The goal of this work is to write an optimization that exploits this behaviour. Instead of wrapping all items in a list, we implement lists in a way that they are optimized for storing certain (primitive) datatypes. These implementations store the content of the list in unwrapped form, getting rid of the extra indirection and wrapper objects.

One approach would be to add a level of indirection, making each W_ListObject instance point to another object that stores the actual content. For this other object, several implementations would exist, for every datatype we want to store without wrapping it (as well as a general one that deals with arbitrary content). The data layout would look something like this:

This approach has the problem that we need two indirections to get to the data and that the implementation instances need memory themselves.

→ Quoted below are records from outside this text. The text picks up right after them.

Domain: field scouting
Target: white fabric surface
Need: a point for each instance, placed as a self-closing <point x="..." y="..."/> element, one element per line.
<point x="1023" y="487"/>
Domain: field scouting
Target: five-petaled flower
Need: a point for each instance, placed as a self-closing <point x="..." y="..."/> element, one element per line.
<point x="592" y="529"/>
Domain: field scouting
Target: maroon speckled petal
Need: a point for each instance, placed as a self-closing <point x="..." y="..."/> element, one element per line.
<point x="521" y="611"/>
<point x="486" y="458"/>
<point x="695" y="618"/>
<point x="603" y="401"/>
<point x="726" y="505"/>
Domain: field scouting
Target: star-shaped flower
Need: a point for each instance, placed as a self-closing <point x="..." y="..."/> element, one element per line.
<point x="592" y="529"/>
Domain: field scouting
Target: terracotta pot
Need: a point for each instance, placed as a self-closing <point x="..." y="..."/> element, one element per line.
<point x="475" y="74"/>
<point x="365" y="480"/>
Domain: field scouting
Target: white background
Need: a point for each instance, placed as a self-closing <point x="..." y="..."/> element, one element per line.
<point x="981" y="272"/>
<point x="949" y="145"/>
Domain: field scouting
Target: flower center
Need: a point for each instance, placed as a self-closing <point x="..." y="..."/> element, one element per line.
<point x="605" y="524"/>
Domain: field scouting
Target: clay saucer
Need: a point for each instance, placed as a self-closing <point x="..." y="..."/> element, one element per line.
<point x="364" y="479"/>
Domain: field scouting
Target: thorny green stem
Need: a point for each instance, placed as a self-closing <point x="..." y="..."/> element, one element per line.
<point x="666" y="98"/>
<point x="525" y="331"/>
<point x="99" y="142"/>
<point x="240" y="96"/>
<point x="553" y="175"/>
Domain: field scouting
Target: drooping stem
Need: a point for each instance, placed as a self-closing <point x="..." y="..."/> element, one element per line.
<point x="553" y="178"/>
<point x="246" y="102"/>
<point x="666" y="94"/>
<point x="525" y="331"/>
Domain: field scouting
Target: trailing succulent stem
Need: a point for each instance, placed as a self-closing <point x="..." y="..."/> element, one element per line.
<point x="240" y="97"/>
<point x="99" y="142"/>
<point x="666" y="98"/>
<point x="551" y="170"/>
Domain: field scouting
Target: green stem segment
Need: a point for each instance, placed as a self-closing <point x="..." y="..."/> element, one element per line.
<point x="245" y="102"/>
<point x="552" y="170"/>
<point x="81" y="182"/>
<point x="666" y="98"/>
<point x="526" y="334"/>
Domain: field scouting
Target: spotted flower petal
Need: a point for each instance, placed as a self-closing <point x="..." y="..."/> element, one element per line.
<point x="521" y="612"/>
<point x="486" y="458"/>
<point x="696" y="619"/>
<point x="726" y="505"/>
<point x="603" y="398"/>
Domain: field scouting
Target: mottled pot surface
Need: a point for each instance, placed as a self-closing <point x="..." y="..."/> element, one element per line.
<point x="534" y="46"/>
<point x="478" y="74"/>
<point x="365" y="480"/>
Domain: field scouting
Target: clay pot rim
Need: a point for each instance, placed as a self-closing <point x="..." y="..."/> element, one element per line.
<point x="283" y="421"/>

What we would like to do is to make the W_ListObject point to an RPython list directly, that contains either wrapped or unwrapped data. This plan has the problem that storing different unwrapped data is not directly possible in RPython.

To solve the problem, we use the rerased RPython library module. It allows us to erase the type of an object, in this case lists, and returns something similar to void-star in C, or Object in Java. This object is then stored on the W_ListObject in the field storage. If we want to work with the list, for example to append or delete items, we need to unerase the storage again.

Example for rerase:

storage = erase([1 ,2 ,3 ,4])
# storage is an opaque object that you can do nothing with
....
l = unerase(storage)
l.clear()

Now that we know how to make the W_ListObject point directly to wrapped or unwrapped data, we need to find out how to actually do any operations on this data. This can be accomplished by adding another field to our W_ListObject. This field points to a ListStrategy object. The actual implementation of W_ListObject is now deferred to those ListStrategy classes. For instance, a W_ListObject which holds only integers will use the IntegerListStrategy.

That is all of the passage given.